Hunting and Gathering

copy{writer} fiction & publishing

Hunting

I’m working on another novel. Here’s the recipe I’m using: one part note-taking + one part reading + one part drafting. So far it seems to be working, but I find that any time I reduce an element of the ratio, the formula goes wonky and the work tends to get off track or—worse—to stagnate. The note-taking and the reading are just as important as the drafting, because I have to keep filling the beakers in order to create new catalysts.

It’s like hunting and gathering. I keep my eyes and ears open all the time, and I carry a little black notebook—Moleskine style, makes me feel cool. I try to write down observations that I suspect might feed my story in some way. It might be a phrase or expression. (“Would you mind fierce?” said a woman in the grocery store asking a man to reach a box of cereal on a top shelf. Fierce! Then there was the woman I was speaking to who had learned her insurance company had deemed her financial losses “catastrophic.” She sucked on a cigarette and squinted at the sky. “So, yeah. I’m a catastrophe,” she said. Wow.)

Or it might be a situation. (Like the way I was coming home the other day and the railroad crossing arms out on SR-16 were stuck in the down position, and that lone cop was directing drivers, one after another, to disregard the flashing lights, drive around the crossing arms and cross the tracks. Just to the left, where a train could be oncoming, the tracks disappeared around a deep blind curve. Could the cop be trusted? Should we take the risk? And then what happened? And then what?)
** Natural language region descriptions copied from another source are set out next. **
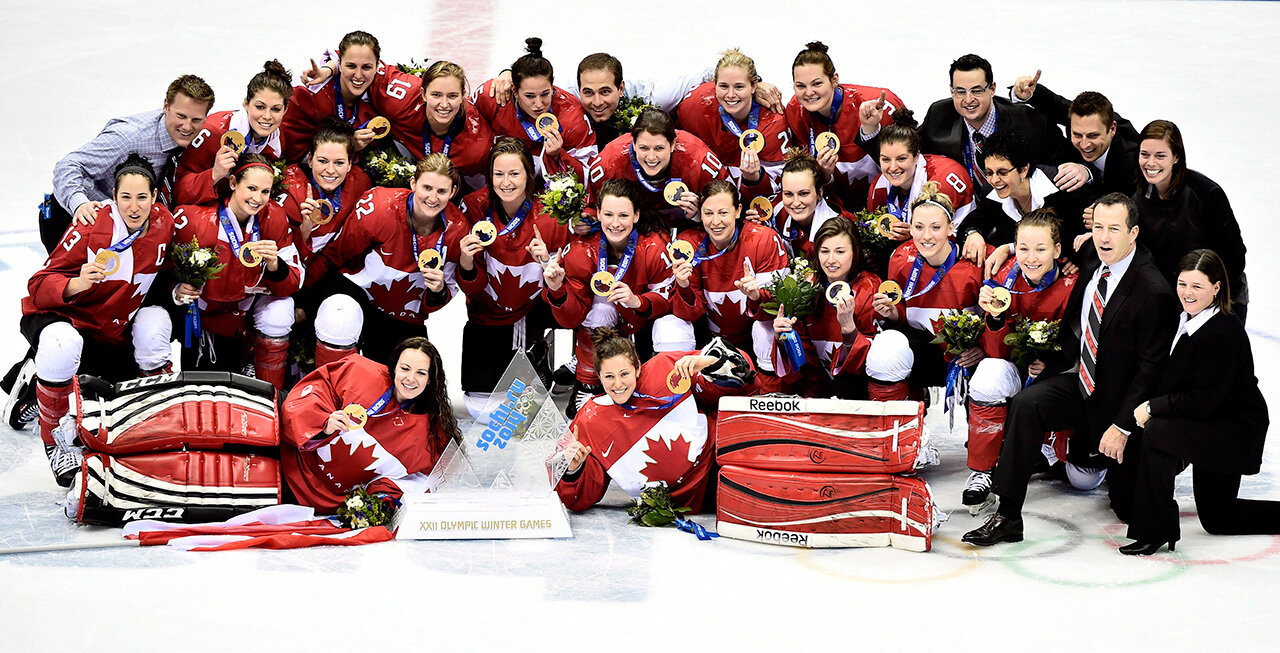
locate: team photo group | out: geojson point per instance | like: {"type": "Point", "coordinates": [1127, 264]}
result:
{"type": "Point", "coordinates": [1061, 273]}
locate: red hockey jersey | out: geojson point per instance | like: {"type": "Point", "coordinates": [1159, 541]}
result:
{"type": "Point", "coordinates": [648, 275]}
{"type": "Point", "coordinates": [711, 288]}
{"type": "Point", "coordinates": [391, 455]}
{"type": "Point", "coordinates": [193, 181]}
{"type": "Point", "coordinates": [644, 443]}
{"type": "Point", "coordinates": [225, 298]}
{"type": "Point", "coordinates": [343, 200]}
{"type": "Point", "coordinates": [958, 290]}
{"type": "Point", "coordinates": [952, 179]}
{"type": "Point", "coordinates": [1047, 304]}
{"type": "Point", "coordinates": [507, 281]}
{"type": "Point", "coordinates": [106, 309]}
{"type": "Point", "coordinates": [374, 250]}
{"type": "Point", "coordinates": [700, 114]}
{"type": "Point", "coordinates": [691, 161]}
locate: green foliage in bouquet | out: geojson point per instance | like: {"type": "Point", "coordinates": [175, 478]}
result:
{"type": "Point", "coordinates": [361, 510]}
{"type": "Point", "coordinates": [959, 330]}
{"type": "Point", "coordinates": [1032, 339]}
{"type": "Point", "coordinates": [565, 197]}
{"type": "Point", "coordinates": [656, 508]}
{"type": "Point", "coordinates": [798, 290]}
{"type": "Point", "coordinates": [629, 110]}
{"type": "Point", "coordinates": [389, 169]}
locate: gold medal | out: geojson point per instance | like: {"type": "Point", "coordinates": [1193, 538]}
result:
{"type": "Point", "coordinates": [885, 225]}
{"type": "Point", "coordinates": [109, 260]}
{"type": "Point", "coordinates": [680, 251]}
{"type": "Point", "coordinates": [752, 140]}
{"type": "Point", "coordinates": [827, 140]}
{"type": "Point", "coordinates": [547, 123]}
{"type": "Point", "coordinates": [892, 291]}
{"type": "Point", "coordinates": [487, 232]}
{"type": "Point", "coordinates": [672, 192]}
{"type": "Point", "coordinates": [250, 256]}
{"type": "Point", "coordinates": [1000, 300]}
{"type": "Point", "coordinates": [357, 414]}
{"type": "Point", "coordinates": [602, 283]}
{"type": "Point", "coordinates": [430, 260]}
{"type": "Point", "coordinates": [323, 214]}
{"type": "Point", "coordinates": [380, 126]}
{"type": "Point", "coordinates": [236, 141]}
{"type": "Point", "coordinates": [676, 383]}
{"type": "Point", "coordinates": [837, 291]}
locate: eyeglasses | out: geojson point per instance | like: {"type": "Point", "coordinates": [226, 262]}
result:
{"type": "Point", "coordinates": [978, 91]}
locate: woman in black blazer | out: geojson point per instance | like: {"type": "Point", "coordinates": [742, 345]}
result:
{"type": "Point", "coordinates": [1207, 412]}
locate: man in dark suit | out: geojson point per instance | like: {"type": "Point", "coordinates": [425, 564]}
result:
{"type": "Point", "coordinates": [958, 126]}
{"type": "Point", "coordinates": [1115, 337]}
{"type": "Point", "coordinates": [1107, 142]}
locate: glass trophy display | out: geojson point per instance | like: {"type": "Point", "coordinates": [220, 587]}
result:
{"type": "Point", "coordinates": [499, 483]}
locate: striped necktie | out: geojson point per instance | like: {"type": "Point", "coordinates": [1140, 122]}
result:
{"type": "Point", "coordinates": [1089, 348]}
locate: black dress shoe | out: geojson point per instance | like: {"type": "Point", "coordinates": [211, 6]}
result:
{"type": "Point", "coordinates": [997, 529]}
{"type": "Point", "coordinates": [1144, 548]}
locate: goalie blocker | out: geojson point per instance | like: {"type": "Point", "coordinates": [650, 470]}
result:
{"type": "Point", "coordinates": [799, 434]}
{"type": "Point", "coordinates": [186, 487]}
{"type": "Point", "coordinates": [192, 410]}
{"type": "Point", "coordinates": [824, 510]}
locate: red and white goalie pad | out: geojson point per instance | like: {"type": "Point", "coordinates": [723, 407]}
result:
{"type": "Point", "coordinates": [186, 487]}
{"type": "Point", "coordinates": [192, 410]}
{"type": "Point", "coordinates": [824, 510]}
{"type": "Point", "coordinates": [798, 434]}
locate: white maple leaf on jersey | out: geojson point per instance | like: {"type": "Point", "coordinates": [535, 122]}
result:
{"type": "Point", "coordinates": [528, 275]}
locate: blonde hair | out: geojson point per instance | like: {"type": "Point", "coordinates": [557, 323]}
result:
{"type": "Point", "coordinates": [734, 58]}
{"type": "Point", "coordinates": [444, 69]}
{"type": "Point", "coordinates": [438, 163]}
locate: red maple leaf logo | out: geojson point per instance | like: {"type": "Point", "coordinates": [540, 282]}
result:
{"type": "Point", "coordinates": [347, 467]}
{"type": "Point", "coordinates": [668, 462]}
{"type": "Point", "coordinates": [398, 297]}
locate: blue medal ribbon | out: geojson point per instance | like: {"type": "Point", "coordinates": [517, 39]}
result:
{"type": "Point", "coordinates": [700, 254]}
{"type": "Point", "coordinates": [626, 256]}
{"type": "Point", "coordinates": [515, 222]}
{"type": "Point", "coordinates": [937, 275]}
{"type": "Point", "coordinates": [836, 100]}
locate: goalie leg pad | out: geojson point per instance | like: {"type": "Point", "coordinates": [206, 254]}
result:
{"type": "Point", "coordinates": [824, 510]}
{"type": "Point", "coordinates": [183, 485]}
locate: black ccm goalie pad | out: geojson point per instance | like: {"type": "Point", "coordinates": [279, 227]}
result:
{"type": "Point", "coordinates": [191, 410]}
{"type": "Point", "coordinates": [186, 487]}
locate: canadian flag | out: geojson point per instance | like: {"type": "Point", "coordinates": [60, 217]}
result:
{"type": "Point", "coordinates": [284, 526]}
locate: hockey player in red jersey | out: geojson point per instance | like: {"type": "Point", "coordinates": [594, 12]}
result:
{"type": "Point", "coordinates": [723, 113]}
{"type": "Point", "coordinates": [503, 279]}
{"type": "Point", "coordinates": [560, 145]}
{"type": "Point", "coordinates": [83, 310]}
{"type": "Point", "coordinates": [1038, 290]}
{"type": "Point", "coordinates": [839, 334]}
{"type": "Point", "coordinates": [654, 424]}
{"type": "Point", "coordinates": [801, 208]}
{"type": "Point", "coordinates": [444, 120]}
{"type": "Point", "coordinates": [323, 188]}
{"type": "Point", "coordinates": [407, 423]}
{"type": "Point", "coordinates": [721, 279]}
{"type": "Point", "coordinates": [932, 278]}
{"type": "Point", "coordinates": [254, 241]}
{"type": "Point", "coordinates": [824, 105]}
{"type": "Point", "coordinates": [659, 158]}
{"type": "Point", "coordinates": [391, 266]}
{"type": "Point", "coordinates": [904, 172]}
{"type": "Point", "coordinates": [618, 278]}
{"type": "Point", "coordinates": [205, 164]}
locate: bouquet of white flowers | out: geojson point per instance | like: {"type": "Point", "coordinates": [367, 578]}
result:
{"type": "Point", "coordinates": [565, 197]}
{"type": "Point", "coordinates": [389, 169]}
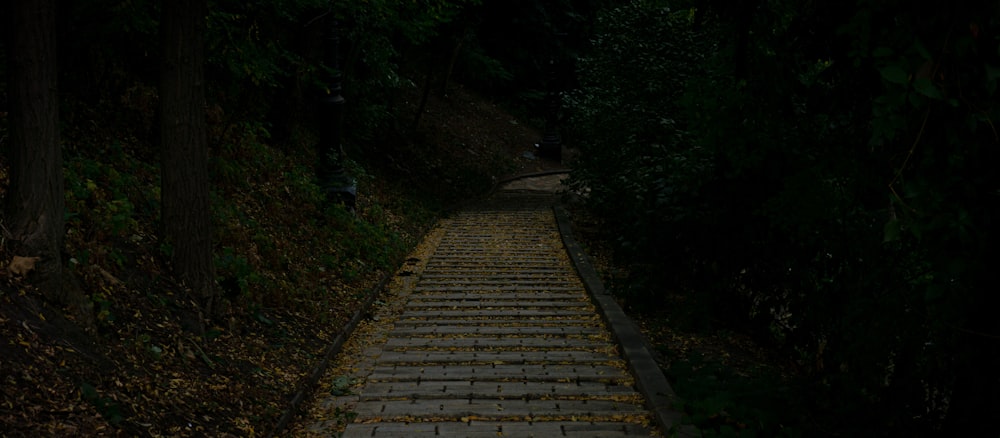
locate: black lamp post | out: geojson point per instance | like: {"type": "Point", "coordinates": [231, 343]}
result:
{"type": "Point", "coordinates": [551, 144]}
{"type": "Point", "coordinates": [337, 185]}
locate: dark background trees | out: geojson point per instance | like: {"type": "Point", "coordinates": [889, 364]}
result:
{"type": "Point", "coordinates": [186, 212]}
{"type": "Point", "coordinates": [33, 215]}
{"type": "Point", "coordinates": [817, 175]}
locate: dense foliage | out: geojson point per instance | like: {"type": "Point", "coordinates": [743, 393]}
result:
{"type": "Point", "coordinates": [816, 173]}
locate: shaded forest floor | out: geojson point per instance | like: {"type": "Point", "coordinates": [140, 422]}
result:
{"type": "Point", "coordinates": [292, 268]}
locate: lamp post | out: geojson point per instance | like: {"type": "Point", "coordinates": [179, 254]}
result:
{"type": "Point", "coordinates": [551, 144]}
{"type": "Point", "coordinates": [334, 181]}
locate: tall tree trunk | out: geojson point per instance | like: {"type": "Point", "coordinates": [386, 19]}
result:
{"type": "Point", "coordinates": [35, 200]}
{"type": "Point", "coordinates": [185, 211]}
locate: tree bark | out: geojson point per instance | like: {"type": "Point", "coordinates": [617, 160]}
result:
{"type": "Point", "coordinates": [185, 214]}
{"type": "Point", "coordinates": [35, 200]}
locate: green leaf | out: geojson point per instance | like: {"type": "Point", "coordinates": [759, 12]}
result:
{"type": "Point", "coordinates": [894, 74]}
{"type": "Point", "coordinates": [881, 52]}
{"type": "Point", "coordinates": [891, 231]}
{"type": "Point", "coordinates": [926, 87]}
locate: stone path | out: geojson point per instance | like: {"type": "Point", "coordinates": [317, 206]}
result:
{"type": "Point", "coordinates": [489, 332]}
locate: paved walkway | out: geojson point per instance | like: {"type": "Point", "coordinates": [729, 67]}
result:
{"type": "Point", "coordinates": [488, 331]}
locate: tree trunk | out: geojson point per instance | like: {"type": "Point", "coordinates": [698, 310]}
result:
{"type": "Point", "coordinates": [185, 215]}
{"type": "Point", "coordinates": [35, 199]}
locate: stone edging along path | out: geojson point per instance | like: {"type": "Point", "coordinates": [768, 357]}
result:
{"type": "Point", "coordinates": [660, 397]}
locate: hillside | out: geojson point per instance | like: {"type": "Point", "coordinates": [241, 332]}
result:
{"type": "Point", "coordinates": [294, 270]}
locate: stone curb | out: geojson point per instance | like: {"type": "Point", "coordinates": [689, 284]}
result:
{"type": "Point", "coordinates": [307, 387]}
{"type": "Point", "coordinates": [651, 382]}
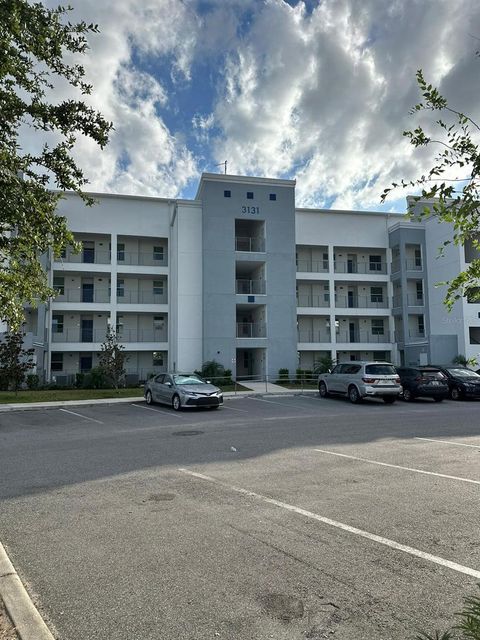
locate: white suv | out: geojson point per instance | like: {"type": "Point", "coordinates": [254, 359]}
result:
{"type": "Point", "coordinates": [359, 380]}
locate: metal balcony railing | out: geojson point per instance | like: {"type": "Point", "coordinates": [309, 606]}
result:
{"type": "Point", "coordinates": [251, 330]}
{"type": "Point", "coordinates": [346, 266]}
{"type": "Point", "coordinates": [249, 287]}
{"type": "Point", "coordinates": [307, 300]}
{"type": "Point", "coordinates": [361, 302]}
{"type": "Point", "coordinates": [317, 335]}
{"type": "Point", "coordinates": [84, 295]}
{"type": "Point", "coordinates": [312, 266]}
{"type": "Point", "coordinates": [250, 244]}
{"type": "Point", "coordinates": [363, 336]}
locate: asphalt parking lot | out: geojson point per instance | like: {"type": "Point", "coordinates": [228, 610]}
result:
{"type": "Point", "coordinates": [273, 517]}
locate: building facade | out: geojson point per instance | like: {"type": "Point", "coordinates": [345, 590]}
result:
{"type": "Point", "coordinates": [241, 276]}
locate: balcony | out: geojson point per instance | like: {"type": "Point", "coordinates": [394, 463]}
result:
{"type": "Point", "coordinates": [250, 287]}
{"type": "Point", "coordinates": [348, 266]}
{"type": "Point", "coordinates": [251, 330]}
{"type": "Point", "coordinates": [307, 300]}
{"type": "Point", "coordinates": [363, 336]}
{"type": "Point", "coordinates": [359, 302]}
{"type": "Point", "coordinates": [250, 244]}
{"type": "Point", "coordinates": [317, 335]}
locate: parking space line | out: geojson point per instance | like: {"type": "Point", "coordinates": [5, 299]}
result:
{"type": "Point", "coordinates": [396, 466]}
{"type": "Point", "coordinates": [340, 525]}
{"type": "Point", "coordinates": [140, 406]}
{"type": "Point", "coordinates": [456, 444]}
{"type": "Point", "coordinates": [79, 415]}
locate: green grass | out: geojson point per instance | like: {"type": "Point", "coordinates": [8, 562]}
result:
{"type": "Point", "coordinates": [46, 395]}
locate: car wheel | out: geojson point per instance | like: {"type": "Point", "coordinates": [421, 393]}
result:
{"type": "Point", "coordinates": [353, 394]}
{"type": "Point", "coordinates": [176, 403]}
{"type": "Point", "coordinates": [455, 393]}
{"type": "Point", "coordinates": [322, 390]}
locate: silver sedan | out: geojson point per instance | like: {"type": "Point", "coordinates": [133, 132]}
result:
{"type": "Point", "coordinates": [182, 391]}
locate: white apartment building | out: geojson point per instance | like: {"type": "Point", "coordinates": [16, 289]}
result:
{"type": "Point", "coordinates": [241, 276]}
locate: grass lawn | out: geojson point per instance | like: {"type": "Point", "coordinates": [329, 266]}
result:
{"type": "Point", "coordinates": [45, 395]}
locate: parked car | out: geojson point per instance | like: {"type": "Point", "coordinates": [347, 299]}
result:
{"type": "Point", "coordinates": [182, 391]}
{"type": "Point", "coordinates": [423, 382]}
{"type": "Point", "coordinates": [462, 382]}
{"type": "Point", "coordinates": [358, 380]}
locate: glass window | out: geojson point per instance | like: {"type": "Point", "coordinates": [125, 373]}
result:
{"type": "Point", "coordinates": [57, 323]}
{"type": "Point", "coordinates": [378, 328]}
{"type": "Point", "coordinates": [158, 253]}
{"type": "Point", "coordinates": [158, 287]}
{"type": "Point", "coordinates": [59, 285]}
{"type": "Point", "coordinates": [57, 362]}
{"type": "Point", "coordinates": [158, 358]}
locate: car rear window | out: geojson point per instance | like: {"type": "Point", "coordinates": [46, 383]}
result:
{"type": "Point", "coordinates": [380, 370]}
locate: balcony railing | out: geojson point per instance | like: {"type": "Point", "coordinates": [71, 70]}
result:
{"type": "Point", "coordinates": [317, 335]}
{"type": "Point", "coordinates": [251, 330]}
{"type": "Point", "coordinates": [84, 295]}
{"type": "Point", "coordinates": [360, 267]}
{"type": "Point", "coordinates": [307, 300]}
{"type": "Point", "coordinates": [141, 297]}
{"type": "Point", "coordinates": [360, 302]}
{"type": "Point", "coordinates": [312, 266]}
{"type": "Point", "coordinates": [250, 244]}
{"type": "Point", "coordinates": [249, 287]}
{"type": "Point", "coordinates": [363, 336]}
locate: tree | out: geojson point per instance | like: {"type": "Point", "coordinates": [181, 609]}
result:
{"type": "Point", "coordinates": [452, 185]}
{"type": "Point", "coordinates": [15, 361]}
{"type": "Point", "coordinates": [113, 359]}
{"type": "Point", "coordinates": [34, 41]}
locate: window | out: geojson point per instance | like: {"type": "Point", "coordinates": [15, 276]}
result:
{"type": "Point", "coordinates": [57, 323]}
{"type": "Point", "coordinates": [57, 362]}
{"type": "Point", "coordinates": [377, 327]}
{"type": "Point", "coordinates": [158, 287]}
{"type": "Point", "coordinates": [157, 359]}
{"type": "Point", "coordinates": [421, 325]}
{"type": "Point", "coordinates": [375, 263]}
{"type": "Point", "coordinates": [59, 285]}
{"type": "Point", "coordinates": [158, 254]}
{"type": "Point", "coordinates": [376, 294]}
{"type": "Point", "coordinates": [120, 288]}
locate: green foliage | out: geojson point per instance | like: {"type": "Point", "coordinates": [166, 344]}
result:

Or it might be just a small fact or phenomenon that I know I want to research later. (Have you heard of “ground resonance”? We have a friend named John who is a helicopter pilot, and he said the other night that in some instances a ground-running helicopter’s rotor can become unbalanced and lose its center of gravity. Then the blades begin to rotate off kilter, hitting parts of the frame, and before long the entire craft can violently disintegrate right there on the pad. “It’ll beat itself to death,” John said. I could barely get my notebook out fast enough. What a metaphor! Grounded ambition, loss of control, self-destruction. I’m not yet sure where I’m going to use this, but it’s tucked safely in my notebook, and it will eventually make its way into the new novel. PS: thanks, John.)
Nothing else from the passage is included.